For more complex contracts like Jettons, you can construct dictionaries and other data structures directly in the script:

// ... imports ...
import "@acton/emulation/scripts"

fun main() {
    val deployer = scripts.wallet("deployer");

    // Construct Jetton metadata
    val content = buildOnchainMetadata({
        name: "MyJetton",
        symbol: "JET",
        description: "A cool jetton on TON",
        image: "https://example.com/icon.png",
    });

    val minter = JettonMinter.fromStorage({
        totalSupply: 1_000_000_000,
        adminAddress: deployer.address,
        content: content,
        jettonWalletCode: build("JettonWallet"),
    });

    // Deploy
    minter.deploy(deployer.address, { value: ton("0.05") }).wait();

    println("Jetton deployed at {}", minter.address);
}

Running the Deployment

To execute your deployment script on the real blockchain, use the acton script command with --net <network>.

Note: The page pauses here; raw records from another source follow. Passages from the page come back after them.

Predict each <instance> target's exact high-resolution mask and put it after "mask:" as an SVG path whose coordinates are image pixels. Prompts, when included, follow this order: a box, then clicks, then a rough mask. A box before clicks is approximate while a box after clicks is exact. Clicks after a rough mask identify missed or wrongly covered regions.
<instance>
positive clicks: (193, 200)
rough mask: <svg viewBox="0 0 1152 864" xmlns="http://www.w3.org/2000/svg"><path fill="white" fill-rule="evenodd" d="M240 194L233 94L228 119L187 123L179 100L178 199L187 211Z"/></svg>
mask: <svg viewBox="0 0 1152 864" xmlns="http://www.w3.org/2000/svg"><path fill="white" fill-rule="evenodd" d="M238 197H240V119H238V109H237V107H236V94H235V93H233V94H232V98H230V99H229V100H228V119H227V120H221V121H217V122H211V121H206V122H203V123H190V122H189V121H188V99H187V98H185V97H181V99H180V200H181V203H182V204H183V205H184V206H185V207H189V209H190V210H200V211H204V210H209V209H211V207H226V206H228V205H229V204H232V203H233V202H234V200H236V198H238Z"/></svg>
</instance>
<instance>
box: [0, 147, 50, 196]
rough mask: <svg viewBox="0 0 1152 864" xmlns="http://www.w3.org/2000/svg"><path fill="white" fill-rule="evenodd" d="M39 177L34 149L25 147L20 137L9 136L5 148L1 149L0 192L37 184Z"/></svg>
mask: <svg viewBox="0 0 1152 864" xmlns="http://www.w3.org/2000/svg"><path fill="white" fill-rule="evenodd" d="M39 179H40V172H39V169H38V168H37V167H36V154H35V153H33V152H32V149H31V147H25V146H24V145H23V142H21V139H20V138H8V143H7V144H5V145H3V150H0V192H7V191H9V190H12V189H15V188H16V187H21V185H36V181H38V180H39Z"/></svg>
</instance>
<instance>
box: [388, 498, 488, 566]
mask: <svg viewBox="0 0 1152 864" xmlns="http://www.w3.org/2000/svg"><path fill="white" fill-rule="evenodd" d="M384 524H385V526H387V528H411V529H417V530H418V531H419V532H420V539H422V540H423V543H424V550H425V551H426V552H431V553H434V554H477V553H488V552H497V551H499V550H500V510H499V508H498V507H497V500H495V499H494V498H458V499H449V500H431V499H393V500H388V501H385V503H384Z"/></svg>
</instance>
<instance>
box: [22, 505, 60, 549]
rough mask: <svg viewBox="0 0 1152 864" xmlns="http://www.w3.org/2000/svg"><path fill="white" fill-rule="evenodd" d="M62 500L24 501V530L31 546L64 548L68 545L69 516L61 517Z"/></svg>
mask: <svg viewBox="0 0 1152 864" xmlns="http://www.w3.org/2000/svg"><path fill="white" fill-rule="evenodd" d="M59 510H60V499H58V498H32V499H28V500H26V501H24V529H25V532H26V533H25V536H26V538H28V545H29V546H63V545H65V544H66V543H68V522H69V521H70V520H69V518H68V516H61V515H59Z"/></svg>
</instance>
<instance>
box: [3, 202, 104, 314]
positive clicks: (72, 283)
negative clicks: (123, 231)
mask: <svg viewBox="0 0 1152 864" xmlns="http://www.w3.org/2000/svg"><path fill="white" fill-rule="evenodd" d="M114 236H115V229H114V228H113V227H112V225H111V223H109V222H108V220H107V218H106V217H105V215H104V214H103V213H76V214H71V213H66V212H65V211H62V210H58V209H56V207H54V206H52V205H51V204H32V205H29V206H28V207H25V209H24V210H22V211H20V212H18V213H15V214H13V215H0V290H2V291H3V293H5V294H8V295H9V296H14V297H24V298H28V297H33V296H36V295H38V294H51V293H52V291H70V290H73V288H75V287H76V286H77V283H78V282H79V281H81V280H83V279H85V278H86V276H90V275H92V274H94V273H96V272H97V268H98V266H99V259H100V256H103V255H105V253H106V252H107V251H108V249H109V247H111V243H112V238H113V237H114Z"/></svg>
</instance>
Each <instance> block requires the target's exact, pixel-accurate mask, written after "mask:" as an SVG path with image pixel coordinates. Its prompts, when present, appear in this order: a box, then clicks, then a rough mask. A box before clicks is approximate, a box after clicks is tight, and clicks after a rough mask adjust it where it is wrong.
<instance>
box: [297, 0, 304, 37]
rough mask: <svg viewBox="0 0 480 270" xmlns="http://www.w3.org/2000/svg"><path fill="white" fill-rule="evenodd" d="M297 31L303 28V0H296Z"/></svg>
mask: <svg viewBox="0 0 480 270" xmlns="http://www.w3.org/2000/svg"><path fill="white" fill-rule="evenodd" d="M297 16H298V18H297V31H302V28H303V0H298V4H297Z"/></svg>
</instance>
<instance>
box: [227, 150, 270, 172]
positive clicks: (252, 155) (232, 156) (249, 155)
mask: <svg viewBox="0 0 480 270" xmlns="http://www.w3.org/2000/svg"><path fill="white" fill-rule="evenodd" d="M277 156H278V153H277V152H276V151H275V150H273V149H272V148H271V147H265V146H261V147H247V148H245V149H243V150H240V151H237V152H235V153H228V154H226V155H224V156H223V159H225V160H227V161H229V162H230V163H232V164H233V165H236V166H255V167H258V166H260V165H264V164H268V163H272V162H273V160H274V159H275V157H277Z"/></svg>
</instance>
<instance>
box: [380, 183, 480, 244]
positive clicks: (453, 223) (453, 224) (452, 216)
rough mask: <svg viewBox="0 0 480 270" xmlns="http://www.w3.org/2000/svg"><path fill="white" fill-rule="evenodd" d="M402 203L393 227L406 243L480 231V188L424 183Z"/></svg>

Executing scripts in real blockchain is often called "broadcasting", opposed to local "emulation".

Testnet

acton script scripts/deploy.tolk --net testnet

In broadcast mode, read-only calls such as counter.currentCounter() use the same network by default, so deploy scripts can verify on-chain state without an extra --fork-net.

To deploy to testnet, your wallet must have testnet TONs. You can get them for free with acton wallet airdrop command or from the Testnet Faucet.

Mainnet

To deploy to the mainnet, specify the network flag:

acton script scripts/deploy.tolk --net mainnet

When deploying to mainnet, real value is transferred. Ensure your contract logic is tested and audit-ready.

Localnet

Deployment to a local network allows you to get closer to real networks than tests, but at the same time not depend on the external network and remain completely local.

acton script scripts/deploy.tolk --net localnet

Before deploying, make sure you have launched the localnet.

Using API Keys

For faster and more reliable interactions, especially on mainnet, it is recommended to use an API key from TonCenter.

TONCENTER_MAINNET_API_KEY=YOUR_API_KEY acton script scripts/deploy.tolk --net mainnet

Set TONCENTER_MAINNET_API_KEY for mainnet flows and TONCENTER_TESTNET_API_KEY for testnet flows. Acton reads the matching env variable automatically for the built-in TonCenter-backed networks.

Local Testing

One of the biggest advantages of using scripts is that you can test the exact same deployment logic locally before spending money.

Simply run the script without --net:

acton script scripts/deploy.tolk

In this mode, scripts.wallet("deployer") creates a virtual wallet, and the deployment happens in the local emulator. This allows you to verify that your state initialization and logic are correct before spending any money. The same script can still call wrapper getters after deploy: in emulation they read emulator state, and in broadcast mode they read the selected real network.